ITRex Group has recently helped a fitness tech startup create a
fitness mirror powered by artificial intelligence and human pose estimation. We sat down to talk to Kirill Stashevsky, the ITRex CTO, to discuss the specifics of implementing human pose estimation technology that contribute a lot to the project's success but are often overlooked.
— How does one embark on the HPE implementation journey to ensure they produce a top-notch solution? What should one beware of during project planning to secure that further development efforts are headed in the right direction?
Kirill: Whether you craft a winning human pose estimation product depends largely on the decisions you make at the very beginning of the project. One such decision is selecting the optimum implementation strategy — one may choose to develop a solution from scratch or rely on one of the many human pose estimation libraries.
To choose the best-fitting approach, you need to clearly understand, among other issues, what exactly you aim to achieve with your future product, which platforms it will run on, and how much time you have until releasing your product to the market. Once you've clarified the vision, weigh it against the available strategies.
Consider going the custom route if the task you are solving is narrow and non-trivial and requires the ultimate accuracy of human pose estimation. Keep in mind, however, that the development process is likely to be time- and effort-intensive.
In turn, if you are developing a product with a mass-market appeal or a product that caters to a typical use case, going for library-based development would help build a quality prototype faster and with lower effort. Still, in many cases, you would have to adjust the given model to your specific use case by further training it on the data that best reflects the reality.
— Suppose I decide to go for library-based development; what factors should I consider to choose the fitting one?
Kirill: You may go for a proprietary or an open-source library. Proprietary libraries could provide for more accurate pose estimation and require less customization. But you have to prepare a backup plan in case an owner, say, discontinues the library support.
Open-source libraries, in turn, often require more effort to configure. But with an experienced team, it may be an optimum option balancing the quality of recognition, moderate development costs, and fair time-to-market.
Pay attention to the number of keypoints a library is able to recognize, too. A solution for dancers or yogis, for instance, may require identifying additional keypoints for hands and feet so that BlazePose might look like a more reasonable option.
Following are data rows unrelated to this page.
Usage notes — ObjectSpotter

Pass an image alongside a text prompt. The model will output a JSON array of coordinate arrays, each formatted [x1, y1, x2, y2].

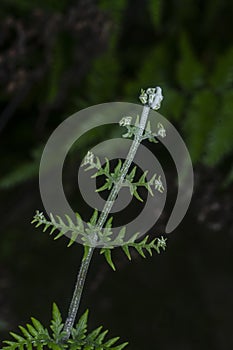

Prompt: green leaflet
[[2, 303, 128, 350], [32, 211, 166, 270]]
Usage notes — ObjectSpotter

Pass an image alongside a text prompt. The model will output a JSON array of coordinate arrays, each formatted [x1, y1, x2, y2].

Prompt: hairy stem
[[64, 106, 150, 340]]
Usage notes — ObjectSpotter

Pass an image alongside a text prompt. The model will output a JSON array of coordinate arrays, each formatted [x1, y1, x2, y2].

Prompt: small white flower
[[150, 86, 163, 110], [139, 89, 148, 105], [119, 117, 132, 126], [157, 123, 166, 138], [154, 176, 164, 193], [157, 237, 166, 249], [35, 210, 44, 220], [146, 88, 155, 106], [82, 151, 94, 165], [139, 86, 163, 110]]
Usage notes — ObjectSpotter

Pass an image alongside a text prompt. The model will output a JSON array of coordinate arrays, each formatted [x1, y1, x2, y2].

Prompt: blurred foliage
[[0, 0, 233, 188]]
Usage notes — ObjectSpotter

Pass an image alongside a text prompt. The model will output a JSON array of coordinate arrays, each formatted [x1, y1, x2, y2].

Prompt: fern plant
[[3, 87, 166, 350]]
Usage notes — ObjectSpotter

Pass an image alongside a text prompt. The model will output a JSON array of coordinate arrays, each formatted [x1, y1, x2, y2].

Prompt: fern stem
[[63, 247, 94, 341], [63, 106, 150, 341], [96, 106, 150, 228]]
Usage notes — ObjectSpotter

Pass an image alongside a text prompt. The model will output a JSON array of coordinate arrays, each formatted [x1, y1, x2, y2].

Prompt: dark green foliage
[[0, 0, 233, 191], [32, 210, 166, 270], [3, 303, 128, 350]]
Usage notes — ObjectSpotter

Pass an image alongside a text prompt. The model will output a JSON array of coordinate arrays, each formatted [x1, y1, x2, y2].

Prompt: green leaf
[[100, 248, 116, 271], [90, 209, 98, 226]]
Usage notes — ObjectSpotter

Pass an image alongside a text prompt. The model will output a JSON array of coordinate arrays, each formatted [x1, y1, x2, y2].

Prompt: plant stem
[[63, 106, 150, 341], [63, 247, 94, 341]]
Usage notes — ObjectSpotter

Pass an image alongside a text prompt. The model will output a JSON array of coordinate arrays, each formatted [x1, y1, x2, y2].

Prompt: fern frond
[[31, 210, 86, 246], [100, 227, 166, 271], [2, 303, 128, 350]]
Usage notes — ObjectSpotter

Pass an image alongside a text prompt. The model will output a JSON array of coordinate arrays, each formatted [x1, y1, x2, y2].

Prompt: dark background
[[0, 0, 233, 350]]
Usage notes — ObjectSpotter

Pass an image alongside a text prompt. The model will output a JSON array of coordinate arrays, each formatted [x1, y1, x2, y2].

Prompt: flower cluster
[[157, 123, 166, 138], [82, 151, 94, 166], [154, 176, 164, 193], [139, 86, 163, 110], [119, 117, 132, 126]]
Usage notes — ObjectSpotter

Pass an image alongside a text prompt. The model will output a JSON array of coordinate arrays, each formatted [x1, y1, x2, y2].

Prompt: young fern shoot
[[3, 87, 166, 350]]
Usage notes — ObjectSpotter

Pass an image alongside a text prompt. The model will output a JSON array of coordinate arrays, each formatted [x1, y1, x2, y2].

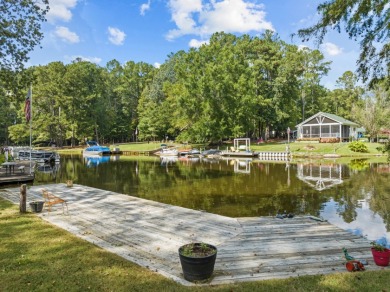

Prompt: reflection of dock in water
[[297, 163, 343, 191]]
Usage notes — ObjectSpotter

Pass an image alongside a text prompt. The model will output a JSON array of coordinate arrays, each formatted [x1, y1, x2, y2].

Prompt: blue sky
[[27, 0, 359, 89]]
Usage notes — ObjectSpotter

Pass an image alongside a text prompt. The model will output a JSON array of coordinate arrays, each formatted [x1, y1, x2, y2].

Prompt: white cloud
[[298, 45, 309, 51], [140, 0, 150, 15], [188, 39, 209, 48], [321, 43, 343, 56], [46, 0, 77, 23], [166, 0, 274, 40], [54, 26, 80, 44], [65, 55, 102, 64], [108, 26, 126, 46]]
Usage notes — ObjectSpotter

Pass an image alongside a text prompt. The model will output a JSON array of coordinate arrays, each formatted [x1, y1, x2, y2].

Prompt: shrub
[[348, 141, 368, 153], [320, 138, 340, 143]]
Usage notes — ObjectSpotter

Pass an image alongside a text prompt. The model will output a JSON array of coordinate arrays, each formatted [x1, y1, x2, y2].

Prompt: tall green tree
[[0, 0, 49, 71], [61, 60, 109, 146], [298, 0, 390, 85], [352, 82, 390, 140], [324, 71, 363, 121]]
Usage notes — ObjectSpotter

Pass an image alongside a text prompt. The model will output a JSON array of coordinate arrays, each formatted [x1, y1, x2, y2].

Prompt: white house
[[296, 112, 359, 141]]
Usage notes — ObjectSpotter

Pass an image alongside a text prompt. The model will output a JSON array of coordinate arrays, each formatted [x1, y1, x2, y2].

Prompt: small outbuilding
[[296, 112, 359, 141]]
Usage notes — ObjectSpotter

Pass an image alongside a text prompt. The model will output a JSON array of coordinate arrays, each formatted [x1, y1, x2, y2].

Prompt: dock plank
[[0, 184, 386, 285]]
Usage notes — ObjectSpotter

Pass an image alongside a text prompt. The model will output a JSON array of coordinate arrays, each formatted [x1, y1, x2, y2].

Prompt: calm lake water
[[34, 155, 390, 246]]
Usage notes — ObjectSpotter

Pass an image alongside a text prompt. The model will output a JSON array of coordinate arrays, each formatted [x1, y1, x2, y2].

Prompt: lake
[[34, 155, 390, 246]]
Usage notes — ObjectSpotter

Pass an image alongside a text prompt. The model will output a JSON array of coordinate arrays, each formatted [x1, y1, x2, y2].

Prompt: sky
[[27, 0, 359, 89]]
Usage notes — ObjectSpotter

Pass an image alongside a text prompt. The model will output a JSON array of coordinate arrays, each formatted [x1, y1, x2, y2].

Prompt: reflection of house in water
[[234, 159, 252, 173], [297, 163, 348, 191], [221, 157, 253, 173]]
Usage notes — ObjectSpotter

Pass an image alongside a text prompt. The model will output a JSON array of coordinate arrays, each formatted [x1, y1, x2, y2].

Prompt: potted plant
[[371, 241, 390, 267], [179, 242, 217, 281], [30, 201, 45, 213], [66, 179, 73, 188]]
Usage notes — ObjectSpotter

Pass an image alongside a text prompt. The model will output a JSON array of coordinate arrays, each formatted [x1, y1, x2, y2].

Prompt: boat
[[221, 138, 259, 157], [200, 149, 221, 158], [84, 156, 110, 167], [18, 150, 60, 163], [179, 148, 200, 156], [83, 141, 111, 156]]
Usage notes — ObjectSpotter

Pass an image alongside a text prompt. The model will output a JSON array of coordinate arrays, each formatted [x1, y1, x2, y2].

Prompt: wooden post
[[19, 184, 27, 213]]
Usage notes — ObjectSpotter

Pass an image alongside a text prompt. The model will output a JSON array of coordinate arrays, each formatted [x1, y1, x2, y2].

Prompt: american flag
[[24, 88, 31, 123]]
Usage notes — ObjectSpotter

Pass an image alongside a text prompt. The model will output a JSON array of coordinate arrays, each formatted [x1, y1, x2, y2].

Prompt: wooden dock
[[0, 161, 35, 185], [0, 184, 382, 285]]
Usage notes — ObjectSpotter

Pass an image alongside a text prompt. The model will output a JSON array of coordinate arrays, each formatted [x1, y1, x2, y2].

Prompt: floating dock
[[0, 161, 35, 185], [0, 184, 388, 285]]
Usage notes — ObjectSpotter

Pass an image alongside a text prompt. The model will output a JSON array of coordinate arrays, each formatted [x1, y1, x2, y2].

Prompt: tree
[[352, 84, 390, 141], [298, 0, 390, 85], [324, 71, 364, 121], [0, 0, 49, 70]]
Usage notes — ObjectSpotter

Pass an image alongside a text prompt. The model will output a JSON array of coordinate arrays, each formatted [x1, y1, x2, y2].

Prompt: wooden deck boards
[[0, 184, 386, 285]]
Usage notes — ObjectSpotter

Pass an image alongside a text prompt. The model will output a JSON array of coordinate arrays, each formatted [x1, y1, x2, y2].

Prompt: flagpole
[[30, 83, 32, 175]]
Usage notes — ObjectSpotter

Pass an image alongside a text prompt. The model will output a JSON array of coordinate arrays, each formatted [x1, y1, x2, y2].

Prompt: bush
[[348, 141, 368, 153], [320, 138, 340, 143]]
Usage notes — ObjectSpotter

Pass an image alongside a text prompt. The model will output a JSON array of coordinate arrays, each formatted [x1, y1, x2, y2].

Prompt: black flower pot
[[179, 243, 217, 282], [30, 201, 45, 213]]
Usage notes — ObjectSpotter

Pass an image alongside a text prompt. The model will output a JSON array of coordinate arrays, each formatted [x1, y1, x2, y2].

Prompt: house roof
[[296, 112, 359, 127]]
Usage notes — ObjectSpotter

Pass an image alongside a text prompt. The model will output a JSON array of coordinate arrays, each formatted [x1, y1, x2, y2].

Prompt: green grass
[[0, 198, 390, 292], [54, 142, 383, 157], [252, 142, 383, 156]]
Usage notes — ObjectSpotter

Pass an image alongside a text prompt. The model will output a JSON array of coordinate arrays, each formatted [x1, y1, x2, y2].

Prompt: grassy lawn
[[54, 142, 383, 157], [252, 142, 383, 156], [0, 198, 390, 291]]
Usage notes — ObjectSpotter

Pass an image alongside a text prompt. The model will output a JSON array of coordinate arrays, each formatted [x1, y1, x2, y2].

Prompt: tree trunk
[[19, 184, 27, 213]]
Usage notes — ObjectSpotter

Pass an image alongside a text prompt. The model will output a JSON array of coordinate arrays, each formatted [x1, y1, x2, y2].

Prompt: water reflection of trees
[[331, 162, 390, 230], [57, 158, 390, 229]]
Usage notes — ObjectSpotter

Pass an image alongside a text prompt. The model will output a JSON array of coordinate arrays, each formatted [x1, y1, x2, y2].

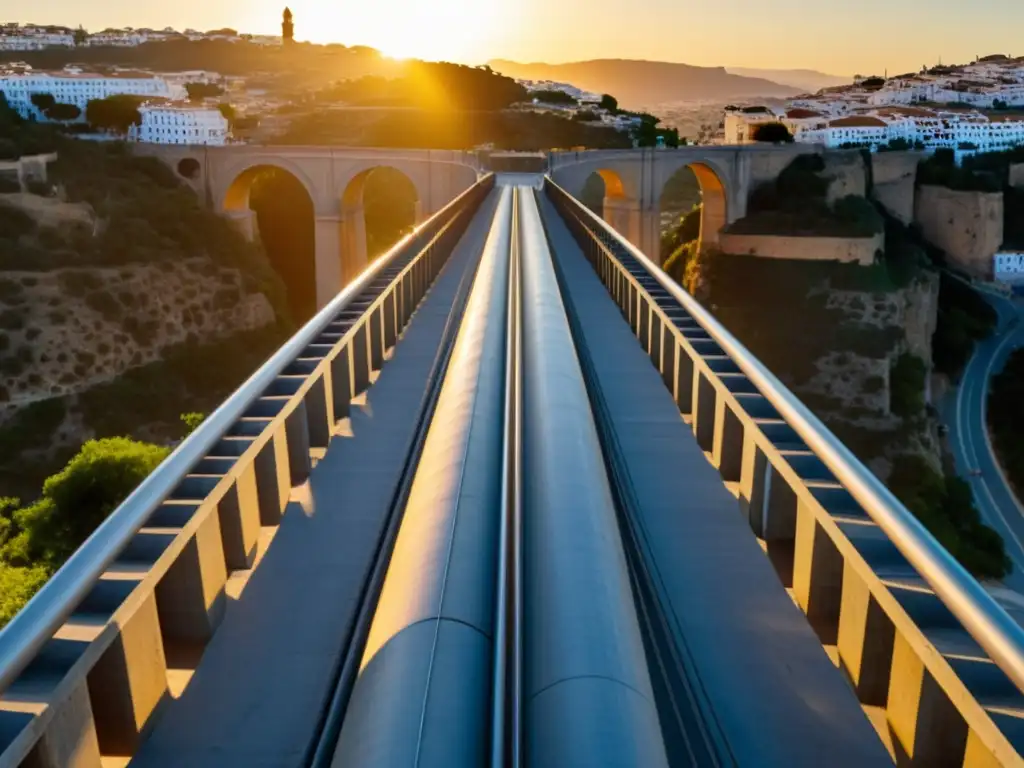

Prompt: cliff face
[[695, 253, 940, 478], [914, 185, 1004, 279], [871, 152, 924, 224], [0, 258, 274, 406]]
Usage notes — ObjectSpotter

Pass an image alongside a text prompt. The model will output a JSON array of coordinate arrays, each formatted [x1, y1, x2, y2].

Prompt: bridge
[[0, 171, 1024, 768], [136, 144, 819, 307]]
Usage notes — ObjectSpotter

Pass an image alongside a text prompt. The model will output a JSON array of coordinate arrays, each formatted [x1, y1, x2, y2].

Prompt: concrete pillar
[[224, 208, 259, 243], [604, 198, 640, 248], [604, 198, 662, 264], [341, 201, 370, 285], [700, 189, 728, 250], [313, 216, 344, 309]]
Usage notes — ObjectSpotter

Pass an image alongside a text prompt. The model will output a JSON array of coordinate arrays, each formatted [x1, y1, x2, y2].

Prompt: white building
[[992, 251, 1024, 285], [0, 69, 185, 119], [128, 103, 229, 145]]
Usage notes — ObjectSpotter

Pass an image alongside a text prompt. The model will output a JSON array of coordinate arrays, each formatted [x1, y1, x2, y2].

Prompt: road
[[941, 284, 1024, 602]]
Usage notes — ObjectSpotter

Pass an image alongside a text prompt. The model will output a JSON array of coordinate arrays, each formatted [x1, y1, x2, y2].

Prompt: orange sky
[[8, 0, 1024, 75]]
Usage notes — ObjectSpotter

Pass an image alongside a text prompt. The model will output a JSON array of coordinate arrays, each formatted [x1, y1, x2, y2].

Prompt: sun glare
[[293, 0, 500, 61]]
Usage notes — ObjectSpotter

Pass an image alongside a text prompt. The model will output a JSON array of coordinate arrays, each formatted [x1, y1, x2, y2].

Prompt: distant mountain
[[725, 67, 853, 93], [488, 58, 804, 109]]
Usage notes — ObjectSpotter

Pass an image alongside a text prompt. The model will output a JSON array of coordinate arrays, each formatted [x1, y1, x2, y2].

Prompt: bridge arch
[[340, 164, 424, 283], [658, 161, 729, 256], [221, 162, 316, 323]]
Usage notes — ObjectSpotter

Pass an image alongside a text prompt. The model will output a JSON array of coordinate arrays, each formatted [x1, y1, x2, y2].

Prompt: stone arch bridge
[[548, 144, 821, 261], [142, 144, 820, 306], [135, 144, 479, 306]]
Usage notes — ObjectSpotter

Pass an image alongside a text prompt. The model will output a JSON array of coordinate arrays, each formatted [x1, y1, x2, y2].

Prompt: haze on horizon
[[8, 0, 1024, 76]]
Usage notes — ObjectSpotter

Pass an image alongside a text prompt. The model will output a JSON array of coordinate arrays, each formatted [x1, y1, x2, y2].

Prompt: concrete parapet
[[0, 174, 493, 768], [718, 232, 886, 266], [549, 180, 1024, 766]]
If latency is critical, select the library that runs at an FPS rate of 30 and higher, for example, MoveNet.
— Why aren't the standard datasets lying at the base of most models enough for an accurately performing solution? What data should I then use to further train and test the model?
Kirill: A well-performing human pose estimation model should be trained on the data that is authentic and representative of reality. The truth is that even the most expansive datasets often lack diversity and are not enough to yield reliable outcomes in real-life settings. That's what we faced when developing the human pose estimation component for our client's fitness mirror.
To mitigate the issue, we had to retrain the model on additional video footage filmed specifically to reflect the surroundings the mirror will be used in. So, we compiled a custom dataset of videos featuring people of different heights, body types, and skin colors exercising in various settings — from poorly lit rooms to spacious fitness studios — filmed at a particular angle. That helped us significantly increase the accuracy of the model.
— Are there any other easy-to-overlook issues that still influence the accuracy of human pose estimation?
Kirill: Focusing on the innards of deep learning, development teams may fail to pay due attention to the cameras. So, make sure that the features of a camera (including its positioning, frame size, a frame rate, a shooting angle, as well as whether the camera is shooting statically or dynamically) used for filming training data match those of cameras real users might employ.